Fungus and bacteria are the primary suspects when it comes to spots on a houseplant's leaves. If the spots vary in color from yellow to brown to black, then fungus is most certainly the cause. If the tips of the leaves are brown or dry, weathered brown spots can appear on broad-leafed plants. This problem may not be infestation but location. Luckily, this is an easy fix. With the proper care, the plant will grow and thrive.
Determine the cause of the spots. Check the light available to the plant. Feel for drafts, and monitor the area's temperature. Search the topsoil for any white, salty deposits. Examine the pot for sitting water.

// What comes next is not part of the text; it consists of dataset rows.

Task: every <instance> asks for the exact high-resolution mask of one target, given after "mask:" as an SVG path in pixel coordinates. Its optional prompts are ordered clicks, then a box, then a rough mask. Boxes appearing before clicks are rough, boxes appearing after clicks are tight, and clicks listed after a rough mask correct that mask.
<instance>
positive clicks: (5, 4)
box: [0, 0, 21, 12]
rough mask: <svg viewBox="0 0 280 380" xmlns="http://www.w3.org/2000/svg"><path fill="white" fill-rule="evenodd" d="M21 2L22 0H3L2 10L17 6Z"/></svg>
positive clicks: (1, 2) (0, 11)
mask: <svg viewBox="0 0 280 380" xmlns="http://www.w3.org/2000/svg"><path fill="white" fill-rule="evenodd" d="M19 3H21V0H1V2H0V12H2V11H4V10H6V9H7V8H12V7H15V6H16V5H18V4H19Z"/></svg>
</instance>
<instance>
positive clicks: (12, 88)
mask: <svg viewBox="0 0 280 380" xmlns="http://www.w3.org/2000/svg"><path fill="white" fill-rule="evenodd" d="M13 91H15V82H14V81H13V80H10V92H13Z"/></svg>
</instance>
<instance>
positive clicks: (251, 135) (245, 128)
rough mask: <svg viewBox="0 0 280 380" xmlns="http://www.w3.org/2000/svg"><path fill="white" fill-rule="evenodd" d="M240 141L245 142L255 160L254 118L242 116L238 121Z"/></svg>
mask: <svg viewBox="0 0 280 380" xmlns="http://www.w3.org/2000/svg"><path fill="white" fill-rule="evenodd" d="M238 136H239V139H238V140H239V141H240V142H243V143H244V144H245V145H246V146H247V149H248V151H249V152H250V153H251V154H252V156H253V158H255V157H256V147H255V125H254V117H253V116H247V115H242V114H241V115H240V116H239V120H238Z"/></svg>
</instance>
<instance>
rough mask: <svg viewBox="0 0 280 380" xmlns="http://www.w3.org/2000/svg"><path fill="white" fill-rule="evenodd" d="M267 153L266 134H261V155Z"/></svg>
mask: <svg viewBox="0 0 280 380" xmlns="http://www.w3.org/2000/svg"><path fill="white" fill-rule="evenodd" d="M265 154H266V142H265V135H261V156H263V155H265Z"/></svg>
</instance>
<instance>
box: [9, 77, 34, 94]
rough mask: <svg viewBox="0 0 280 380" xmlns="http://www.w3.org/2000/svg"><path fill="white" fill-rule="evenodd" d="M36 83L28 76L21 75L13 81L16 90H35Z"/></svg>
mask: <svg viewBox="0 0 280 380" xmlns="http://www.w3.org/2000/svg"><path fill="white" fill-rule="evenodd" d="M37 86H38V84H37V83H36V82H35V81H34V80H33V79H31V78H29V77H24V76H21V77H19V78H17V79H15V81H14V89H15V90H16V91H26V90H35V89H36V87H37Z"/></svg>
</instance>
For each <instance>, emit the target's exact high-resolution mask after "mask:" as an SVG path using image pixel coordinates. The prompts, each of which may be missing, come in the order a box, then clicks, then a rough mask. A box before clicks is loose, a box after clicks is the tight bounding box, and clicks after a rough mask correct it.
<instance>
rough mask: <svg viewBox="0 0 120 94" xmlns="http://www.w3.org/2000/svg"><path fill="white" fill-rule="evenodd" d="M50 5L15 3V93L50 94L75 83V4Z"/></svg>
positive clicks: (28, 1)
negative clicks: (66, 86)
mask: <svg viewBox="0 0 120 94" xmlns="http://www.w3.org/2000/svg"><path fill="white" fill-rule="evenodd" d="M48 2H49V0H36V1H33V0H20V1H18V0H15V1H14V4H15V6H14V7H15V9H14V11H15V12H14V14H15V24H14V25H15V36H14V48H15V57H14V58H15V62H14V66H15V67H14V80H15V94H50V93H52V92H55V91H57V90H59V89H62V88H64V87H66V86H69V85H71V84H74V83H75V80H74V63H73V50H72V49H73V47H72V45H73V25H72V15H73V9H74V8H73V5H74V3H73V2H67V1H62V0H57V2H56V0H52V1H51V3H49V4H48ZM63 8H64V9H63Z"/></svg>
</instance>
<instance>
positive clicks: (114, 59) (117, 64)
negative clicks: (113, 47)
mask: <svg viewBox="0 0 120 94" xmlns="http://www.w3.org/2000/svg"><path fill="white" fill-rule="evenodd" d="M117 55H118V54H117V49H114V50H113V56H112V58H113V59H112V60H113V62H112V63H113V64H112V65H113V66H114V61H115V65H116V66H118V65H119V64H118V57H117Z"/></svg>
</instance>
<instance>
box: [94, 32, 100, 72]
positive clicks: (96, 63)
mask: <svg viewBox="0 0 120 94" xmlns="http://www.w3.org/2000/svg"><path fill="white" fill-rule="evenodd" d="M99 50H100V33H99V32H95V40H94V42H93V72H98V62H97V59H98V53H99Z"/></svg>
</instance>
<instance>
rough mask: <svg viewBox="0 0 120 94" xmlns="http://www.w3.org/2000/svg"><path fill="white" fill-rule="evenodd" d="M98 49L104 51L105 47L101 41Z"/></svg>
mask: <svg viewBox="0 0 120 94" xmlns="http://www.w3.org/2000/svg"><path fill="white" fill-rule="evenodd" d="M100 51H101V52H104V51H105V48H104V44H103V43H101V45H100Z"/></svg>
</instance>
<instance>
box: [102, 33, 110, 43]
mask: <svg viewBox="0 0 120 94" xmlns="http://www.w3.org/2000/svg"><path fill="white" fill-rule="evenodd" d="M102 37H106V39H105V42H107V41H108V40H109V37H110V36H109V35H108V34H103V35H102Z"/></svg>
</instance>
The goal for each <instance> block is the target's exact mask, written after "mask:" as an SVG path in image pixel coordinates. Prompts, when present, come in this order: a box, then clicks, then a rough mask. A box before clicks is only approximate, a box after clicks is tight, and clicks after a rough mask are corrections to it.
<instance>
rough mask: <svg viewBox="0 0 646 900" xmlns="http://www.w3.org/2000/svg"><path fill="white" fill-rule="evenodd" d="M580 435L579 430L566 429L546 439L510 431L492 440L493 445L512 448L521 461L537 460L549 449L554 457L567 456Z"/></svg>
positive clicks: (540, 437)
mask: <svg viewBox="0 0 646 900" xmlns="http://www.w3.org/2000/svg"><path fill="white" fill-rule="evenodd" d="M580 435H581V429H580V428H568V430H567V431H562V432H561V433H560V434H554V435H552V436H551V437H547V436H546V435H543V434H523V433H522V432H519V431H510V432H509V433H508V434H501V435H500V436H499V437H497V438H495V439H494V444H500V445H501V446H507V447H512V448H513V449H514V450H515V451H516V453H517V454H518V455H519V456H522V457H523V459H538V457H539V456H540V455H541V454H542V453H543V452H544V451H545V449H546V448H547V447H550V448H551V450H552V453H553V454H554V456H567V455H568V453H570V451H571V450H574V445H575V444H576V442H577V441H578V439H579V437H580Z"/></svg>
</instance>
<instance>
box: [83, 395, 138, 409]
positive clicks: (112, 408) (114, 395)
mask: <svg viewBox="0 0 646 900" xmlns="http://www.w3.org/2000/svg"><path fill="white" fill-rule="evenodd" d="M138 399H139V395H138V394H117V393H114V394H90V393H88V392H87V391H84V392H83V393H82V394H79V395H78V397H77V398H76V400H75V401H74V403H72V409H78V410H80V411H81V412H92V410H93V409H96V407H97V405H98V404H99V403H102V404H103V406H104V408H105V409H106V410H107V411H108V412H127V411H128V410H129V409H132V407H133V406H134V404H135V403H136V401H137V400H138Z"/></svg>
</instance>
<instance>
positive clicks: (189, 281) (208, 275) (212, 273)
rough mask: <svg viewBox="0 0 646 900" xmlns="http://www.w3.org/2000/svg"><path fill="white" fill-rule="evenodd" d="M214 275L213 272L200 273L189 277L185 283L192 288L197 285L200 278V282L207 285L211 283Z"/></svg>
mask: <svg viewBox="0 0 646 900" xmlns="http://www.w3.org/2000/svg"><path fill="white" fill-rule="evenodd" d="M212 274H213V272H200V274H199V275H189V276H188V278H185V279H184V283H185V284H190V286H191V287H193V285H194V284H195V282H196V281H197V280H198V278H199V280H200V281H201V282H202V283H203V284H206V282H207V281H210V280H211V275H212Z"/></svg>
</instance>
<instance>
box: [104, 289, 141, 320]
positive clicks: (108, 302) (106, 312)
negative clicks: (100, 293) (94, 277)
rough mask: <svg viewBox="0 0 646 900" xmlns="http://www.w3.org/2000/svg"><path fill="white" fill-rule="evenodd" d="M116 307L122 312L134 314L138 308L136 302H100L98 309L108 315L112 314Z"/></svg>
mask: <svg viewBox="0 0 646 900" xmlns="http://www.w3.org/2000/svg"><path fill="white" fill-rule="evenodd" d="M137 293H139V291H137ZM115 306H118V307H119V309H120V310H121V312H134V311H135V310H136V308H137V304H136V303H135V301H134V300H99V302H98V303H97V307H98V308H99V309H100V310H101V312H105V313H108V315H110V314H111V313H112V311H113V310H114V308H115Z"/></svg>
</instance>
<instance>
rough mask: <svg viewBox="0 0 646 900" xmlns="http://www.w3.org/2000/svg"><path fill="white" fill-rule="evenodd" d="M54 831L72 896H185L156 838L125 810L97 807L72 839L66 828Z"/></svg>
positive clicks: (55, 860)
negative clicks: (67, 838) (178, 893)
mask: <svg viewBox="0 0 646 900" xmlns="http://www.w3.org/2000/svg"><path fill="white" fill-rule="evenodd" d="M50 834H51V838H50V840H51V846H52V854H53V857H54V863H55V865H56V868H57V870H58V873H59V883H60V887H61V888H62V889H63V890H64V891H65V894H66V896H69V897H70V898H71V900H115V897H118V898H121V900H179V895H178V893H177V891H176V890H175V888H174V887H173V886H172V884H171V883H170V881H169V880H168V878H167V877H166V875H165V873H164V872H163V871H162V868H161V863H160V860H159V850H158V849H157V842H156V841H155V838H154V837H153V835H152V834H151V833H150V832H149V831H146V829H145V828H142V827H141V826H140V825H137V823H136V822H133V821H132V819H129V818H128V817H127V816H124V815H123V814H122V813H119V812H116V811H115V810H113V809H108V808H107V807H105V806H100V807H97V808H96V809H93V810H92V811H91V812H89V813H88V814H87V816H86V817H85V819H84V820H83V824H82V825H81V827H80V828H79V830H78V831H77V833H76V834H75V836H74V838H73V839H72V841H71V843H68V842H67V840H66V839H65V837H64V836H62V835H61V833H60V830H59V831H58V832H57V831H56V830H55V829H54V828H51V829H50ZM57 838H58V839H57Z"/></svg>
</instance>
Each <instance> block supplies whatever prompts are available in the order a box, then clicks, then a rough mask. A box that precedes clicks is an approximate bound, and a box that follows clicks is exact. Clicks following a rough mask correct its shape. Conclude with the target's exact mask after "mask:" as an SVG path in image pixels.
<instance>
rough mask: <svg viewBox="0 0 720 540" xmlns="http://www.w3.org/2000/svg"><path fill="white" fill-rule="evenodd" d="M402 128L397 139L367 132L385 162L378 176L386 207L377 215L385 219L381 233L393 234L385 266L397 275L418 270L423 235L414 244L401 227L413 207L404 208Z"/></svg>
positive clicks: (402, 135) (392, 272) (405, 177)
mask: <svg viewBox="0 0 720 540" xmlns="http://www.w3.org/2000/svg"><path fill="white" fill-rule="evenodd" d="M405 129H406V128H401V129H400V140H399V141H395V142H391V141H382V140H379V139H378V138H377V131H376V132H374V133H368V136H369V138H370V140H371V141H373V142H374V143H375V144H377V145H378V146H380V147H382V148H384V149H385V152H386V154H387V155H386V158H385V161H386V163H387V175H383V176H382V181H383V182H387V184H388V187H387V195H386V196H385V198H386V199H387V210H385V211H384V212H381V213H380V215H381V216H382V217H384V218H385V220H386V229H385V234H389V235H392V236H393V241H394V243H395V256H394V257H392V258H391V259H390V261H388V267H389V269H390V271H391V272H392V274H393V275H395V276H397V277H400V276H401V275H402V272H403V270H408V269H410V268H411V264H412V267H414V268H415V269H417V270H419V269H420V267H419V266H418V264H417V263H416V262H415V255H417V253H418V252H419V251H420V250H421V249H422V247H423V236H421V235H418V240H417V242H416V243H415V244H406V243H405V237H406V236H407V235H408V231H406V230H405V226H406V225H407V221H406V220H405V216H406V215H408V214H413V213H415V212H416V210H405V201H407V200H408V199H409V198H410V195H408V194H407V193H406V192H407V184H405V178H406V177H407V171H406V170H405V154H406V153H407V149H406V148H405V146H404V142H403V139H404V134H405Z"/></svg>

Relocate the plant if the plant's in a drafty location, a hot location or a location with direct sunlight. When captured in water droplets on the leaf's surface, direct sunlight can burn leaves. Drafts dry out a plant and contribute to low humidity levels and brown spots. Heat stress can also cause brown-tipped leaves.
Repot the plant with fresh potting soil if the current soil is saturated or the plant has been sitting in water. Excess water causes the buildup of salt deposits. Too much saline can cause brown leaves.
Tent the plant if the soil is dry, the leaves are warm or the humidity level of the room is low.
Insert Popsicle sticks, wooden skewers or any other kind of support suitable for the plant's size and container. Surround the container with clinging plastic wrap. Extend the wrap onto the supports and around the plant.
Mist the plant at least twice a day to promote condensation and humidity.
Monitor new growth for spots.
Trim off brown and spotted leaves when the new growth matures.